10. In Sri Thakur Ram Krishna Murarji v. Ratan Chand the Privy Council had to consider a case where an ancestral business of a Mitakshara joint family had been carried on in partnership with another person. Upon the retirement of the stranger partner there was a dissolution and winding up of the partnership, but the business was carried on thereafter on behalf of the joint family in the same commodities and upon the same premises. This was held not to be a new business, but a continuation of the ancestral business. In the present case, the business was not an ancestral one, but it was a family one and when Narayanan died the family continued to be represented in the business of the M.P.N. partnership by the third respondent, the eldest member of the family. It was not really disputed that up to Narayanan's death the appellant was liable to the extent of his share in the family properties, but emphasis was laid on the fact that Narayanan's death effected a dissolution of the M.P.N.'s partnership. If the members of the family were all liable during Narayanan's lifetime it is difficult to see why they should not be liable after his death. The senior member of the family took his place in the partnership, and the firm continued to do business on the same basis as before.
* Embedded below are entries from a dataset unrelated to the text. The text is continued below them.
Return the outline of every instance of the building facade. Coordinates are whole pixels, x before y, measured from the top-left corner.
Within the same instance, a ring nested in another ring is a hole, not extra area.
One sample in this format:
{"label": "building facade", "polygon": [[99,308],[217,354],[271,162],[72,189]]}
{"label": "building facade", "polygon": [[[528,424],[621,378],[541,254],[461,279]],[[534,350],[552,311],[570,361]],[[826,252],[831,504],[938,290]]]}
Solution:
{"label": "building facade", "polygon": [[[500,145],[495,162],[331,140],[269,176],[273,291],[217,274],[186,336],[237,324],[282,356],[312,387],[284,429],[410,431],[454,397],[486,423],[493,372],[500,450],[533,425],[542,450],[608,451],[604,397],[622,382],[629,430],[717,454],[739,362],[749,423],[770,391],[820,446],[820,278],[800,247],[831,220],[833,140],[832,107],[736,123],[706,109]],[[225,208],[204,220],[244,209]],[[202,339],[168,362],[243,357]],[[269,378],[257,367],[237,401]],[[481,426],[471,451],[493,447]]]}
Moreover, Narayanan's death made no difference so far as the debt due to the first respondent was concerned as the debt had been incurred during Narayanan's lifetime. The learned Advocate for the appellant has suggested that the present case falls within the decision of the Privy Council in Benares Bank, Ltd. v. Hari Narain but there their Lordships were considering a case where the manager had started a new business, not a case where the manager had entered on an extension of the family business. Consequently we hold that the debt to the first respondent was incurred in the course of the family business and that the appellant is liable to the extent of his interest in the family assets. His brother and his half brothers accept this position so far as they themselves are concerned.

11. We also consider that the appellant is liable under the pious obligation rule. It is said on behalf of the appellant that this was not pleaded and that the Privy Council refusejl to allow the question to be raised in Benares Bank, Ltd. v. Hari Narai because it was raised for the first time before their Lordships and it involved questions of fact which had not been tried. That case was a very different one. It is impossible for the appellant in this case to raise the plea that this debt was incurred by Narayanan for his own immoral purposes or that it did not come within the category of a necessity. The debt represented a deposit made in the ordinary course of the family business.

12. For these reasons we consider that the case has been rightly decided by the trial Court, and the appeal must, therefore, be dismissed with costs.